2. Relevant equations
f = kl (spring force)
Fs = mu-s x Fn (friction force as a product of reaction force and co-eff of friction)

3. The attempt at a solution

i first drew a diagram and said that the system is in equilibrium. If the block is not moving, the the compression force from the spring + the friction force (acting against this compression) must = the wait of the block down the inclined plane.

So Fs = mu-s x Fn

Fn = mg sin theta, so Fs = mu-s x mg sin theta.

Therefore sum of forces = 0

kl (spring force) + mg sin theta + mu-s mg sin theta = 0

But I do not understand how the friction force can = 0.

The closest result I have been able to get (after finally assuming friction force = 0) is l = mg sin theta/k

I don't know what I'm doing wrong because I resolved the forces in the directions they are acting?/

2. Nov 14, 2009

### Unto

If I assume that the compression force works together with the friction force to oppose the motion of the b lock down the slope, I could assume that force from the spring >>>>> friction force? Therefore it is safe to assume that Friction force is 0 when the spring is in play, although I still can't work out how they got to their expression..

l sin theta, where l = mg/k. I only get l = mg sin theta / k..

It would help if I knew what l stood for, at first I thought it was a distance/length but I'm not so sure now...

3. Nov 14, 2009

### tiny-tim

Hi Unto!

(have a theta: θ )
You're making this very complicated!

You should have started "Let the distance be x".

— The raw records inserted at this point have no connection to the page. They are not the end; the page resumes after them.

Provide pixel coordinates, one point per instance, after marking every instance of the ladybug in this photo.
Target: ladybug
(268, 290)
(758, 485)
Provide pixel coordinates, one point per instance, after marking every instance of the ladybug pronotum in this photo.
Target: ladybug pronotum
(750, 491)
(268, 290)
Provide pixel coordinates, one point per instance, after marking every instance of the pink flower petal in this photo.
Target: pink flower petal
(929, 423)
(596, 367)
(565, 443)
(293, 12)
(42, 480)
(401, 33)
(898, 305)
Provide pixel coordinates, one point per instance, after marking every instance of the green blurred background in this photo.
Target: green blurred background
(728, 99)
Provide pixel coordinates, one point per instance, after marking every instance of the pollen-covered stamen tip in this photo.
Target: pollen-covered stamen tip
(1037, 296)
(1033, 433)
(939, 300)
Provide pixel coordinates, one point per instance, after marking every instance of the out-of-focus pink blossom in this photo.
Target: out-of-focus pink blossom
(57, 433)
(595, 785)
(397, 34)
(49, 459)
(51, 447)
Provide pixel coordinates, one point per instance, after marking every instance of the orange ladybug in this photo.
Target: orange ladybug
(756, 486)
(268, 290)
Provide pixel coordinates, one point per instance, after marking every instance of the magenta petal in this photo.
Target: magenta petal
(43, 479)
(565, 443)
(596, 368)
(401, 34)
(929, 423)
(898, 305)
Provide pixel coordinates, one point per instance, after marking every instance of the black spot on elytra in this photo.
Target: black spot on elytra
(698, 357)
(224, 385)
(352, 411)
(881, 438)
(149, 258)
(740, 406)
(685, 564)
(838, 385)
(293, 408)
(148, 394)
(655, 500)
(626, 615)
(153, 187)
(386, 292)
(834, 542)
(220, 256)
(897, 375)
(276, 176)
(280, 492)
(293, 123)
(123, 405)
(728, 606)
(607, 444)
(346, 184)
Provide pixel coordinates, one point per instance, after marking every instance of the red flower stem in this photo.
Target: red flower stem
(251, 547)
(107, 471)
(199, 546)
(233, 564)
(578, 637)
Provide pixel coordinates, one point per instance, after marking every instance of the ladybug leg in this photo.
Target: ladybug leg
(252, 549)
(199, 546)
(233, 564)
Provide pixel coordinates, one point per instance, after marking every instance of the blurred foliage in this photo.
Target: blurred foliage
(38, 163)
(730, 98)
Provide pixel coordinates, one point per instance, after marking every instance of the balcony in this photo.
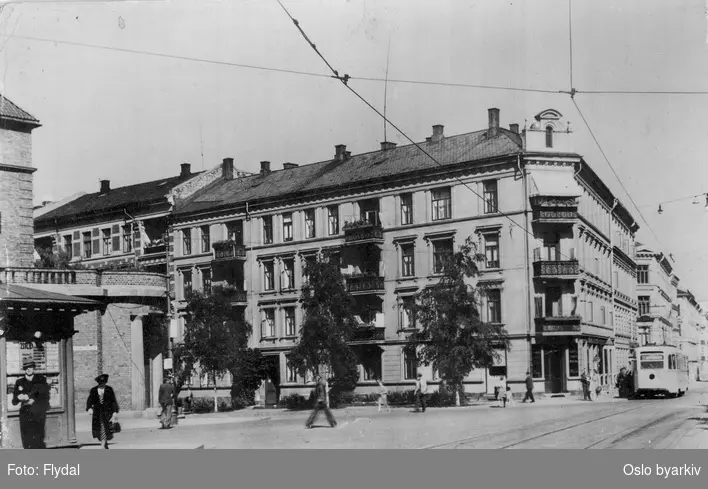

Then you would have got x = mg sinθ / k (instead of your l = mg sinθ / k),

and therefore x = l sinθ, where l = mg/k.

4. Nov 14, 2009

### Unto

OMG!!!!!

I literally thought I was stupid and was going out of my head. I kept resolving, I even used F = kx and was like wtf am I doing wrong...

Thank you!!!!

There are other parts to this question, I will post them and my attempts if I get stuck if that is ok with you.

Thank you very much

5. Nov 14, 2009

### Unto

The block is now displaced by a distance A, compressing the spring further. For large displacements find the initial acceleration of the block.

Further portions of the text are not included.